The council will be asking banking staff to be on the lookout for suspicious activity such as large transfers to foreign accounts or withdrawals of unusual amounts of cash.
The initiative comes in the wake of a series of recent incidents where vulnerable people have been tricked out of their savings through building scams, promises of large foreign lottery wins or surprise inheritances.
Alan Philips, Croydon’s trading standards team manager, said: ‘Vigilant bank employees can be the last line of defence in these cases. We have had several recent tip-offs that have helped us to save people money and bring about prosecutions. By reminding Croydon’s banks of what an important role they have to play I hope we can really cut down on this sort of crime in the borough.’
In the most recent reported case a Selhurst man was conned out of £2,000 and left with damage to his home after being taken in by a pair of cowboy builders.

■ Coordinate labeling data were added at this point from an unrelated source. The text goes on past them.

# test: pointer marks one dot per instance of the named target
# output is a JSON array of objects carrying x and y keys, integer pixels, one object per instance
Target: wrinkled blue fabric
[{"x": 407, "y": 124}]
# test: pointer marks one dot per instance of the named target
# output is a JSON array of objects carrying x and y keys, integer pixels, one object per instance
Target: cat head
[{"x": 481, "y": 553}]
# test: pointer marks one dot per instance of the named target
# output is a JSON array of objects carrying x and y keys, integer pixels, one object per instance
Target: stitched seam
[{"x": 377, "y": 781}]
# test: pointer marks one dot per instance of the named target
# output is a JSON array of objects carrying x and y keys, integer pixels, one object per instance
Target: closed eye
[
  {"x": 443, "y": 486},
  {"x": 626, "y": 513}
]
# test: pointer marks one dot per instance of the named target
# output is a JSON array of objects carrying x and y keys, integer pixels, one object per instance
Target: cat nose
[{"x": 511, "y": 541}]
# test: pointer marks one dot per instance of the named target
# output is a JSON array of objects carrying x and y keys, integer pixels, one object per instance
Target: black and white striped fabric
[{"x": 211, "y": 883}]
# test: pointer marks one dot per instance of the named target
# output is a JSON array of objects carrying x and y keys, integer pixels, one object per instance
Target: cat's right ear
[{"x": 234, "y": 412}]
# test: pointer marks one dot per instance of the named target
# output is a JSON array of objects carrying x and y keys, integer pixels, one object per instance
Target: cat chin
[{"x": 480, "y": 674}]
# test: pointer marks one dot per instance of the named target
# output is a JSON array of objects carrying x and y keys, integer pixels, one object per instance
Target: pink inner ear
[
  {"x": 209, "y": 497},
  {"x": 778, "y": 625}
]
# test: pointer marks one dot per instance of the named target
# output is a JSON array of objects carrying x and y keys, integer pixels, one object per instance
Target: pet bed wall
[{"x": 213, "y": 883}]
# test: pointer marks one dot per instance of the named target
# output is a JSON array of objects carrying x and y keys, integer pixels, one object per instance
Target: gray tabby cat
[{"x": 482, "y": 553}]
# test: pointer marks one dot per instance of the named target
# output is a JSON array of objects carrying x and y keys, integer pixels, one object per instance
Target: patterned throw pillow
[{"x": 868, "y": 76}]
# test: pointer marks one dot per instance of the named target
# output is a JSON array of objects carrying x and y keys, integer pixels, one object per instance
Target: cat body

The 57-year old divorcee was visited by two men who claimed to be working on the house next-door. They told him they suspected a damp problem was originating from his home and asked if they could come in to investigate.
Within hours they had pulled off doors and door frames, ripped out a radiator, pulled plaster off the walls and made a large hole in the ceiling. They had also pocketed £2,000 in cash and given an estimate of £12,000 to complete the work.
They then demanded to have £7,000 of this up-front, allegedly to pay for skip hire and other ‘expenses’.
Fortunately by the time they returned the next day the victim had been able to speak to his neighbour and investigate the firm that the men claimed to work for. And although the pair left him at this point he was still significantly out of pocket and faced with the real costs of putting right the damage that had been caused to his home.
Councillor Steve O’Connell, cabinet member for community safety, said: ‘We know that this year alone we have been able to save residents nearly £70,000 after getting tip-offs from local banks about suspicious transactions. However I am sure that a lot of this crime goes unreported. Our advice is to never let tradesmen into your home uninvited. But we know that some of these rogue traders can be very convincing, so it’s really important that people look out for anyone who might be trying to take advantage of someone who could be vulnerable to these scams.’